La presse britannique en crise

La presse écrite et son modèle économique sont particulièrement touchés: les ventes baissent inéluctablement (les lecteurs migrent sur les sites en ligne), la chute des recettes publicitaires s’amplifie et les journaux gratuits saturent le marché alors que s’annonce une prochaine forte hausse du prix du papier. Même s’il est difficile de comptabiliser avec précision les emplois perdus dans ce secteur, la Press Gazette estimait récemment à 140 par semaine en moyenne depuis juillet les suppressions de postes dans les quotidiens, en particulier au sein des rédactions d’une presse régionale littéralement sinistrée. Tous les quotidiens nationaux ont annoncé cette année des coupes dans leurs effectifs. Même scénario et plans d’austérité dans les radios et télévisions où des plans pluriannuels prévoient la suppression de milliers d’emplois, notamment à la BBC (3.000), ITV (1.000) et Channel 4 (150). «Toutes les entreprises de médias font face à des difficultés et l’année à venir sera difficile. Vous allez même voir de nouvelles opérations de dégraissage», prédit le magnat Rupert Murdoch dont l’empire a fait état d’une baisse de 30% des profits à la fin septembre. L’éditeur écossais Johnston Press, qui publie 18 quotidiens régionaux et quelque 300 hebdomadaires locaux, a confirmé une diminution depuis le début de l’année de 12,4% des effectifs de ses journaux. Trinity Mirror, le premier groupe de presse (5 journaux nationaux et 150 titres régionaux), a annoncé une baisse de 46% des recettes tirées des petites annonces immobilières. La croissance des recettes liées à l’Internet ne dépasse pas un rythme de 5%, les revenus globaux du groupe baissant de 13%. Le groupe du Daily Mail (DMGT) devrait rendre public jeudi un plan d’économie de 30 millions de livres (38 millions d’euros) avec jusqu’à 300 suppressions d’emplois, notamment à Londres (Evening Standard et Metro).

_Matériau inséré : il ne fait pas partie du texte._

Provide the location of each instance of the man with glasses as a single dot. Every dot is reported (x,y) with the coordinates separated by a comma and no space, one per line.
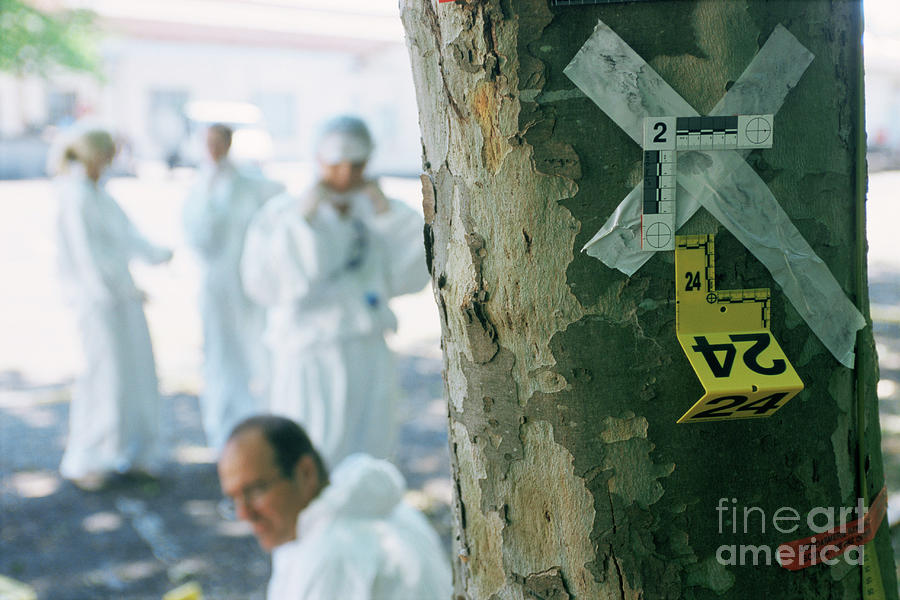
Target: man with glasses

Des rumeurs récurrentes sur la possible vente du quotidien The Independent (et de son édition dominicale) chroniquement déficitaires se font de plus en plus pressantes. Un seul quotidien national, le Financial Times (+0,5%, 451.000 exemplaires), enregistrait une hausse, faible, de sa diffusion en octobre de son édition britannique, par rapport à l’année précédente. Pour tous les autres, mois après mois, la baisse des ventes au numéro se poursuit.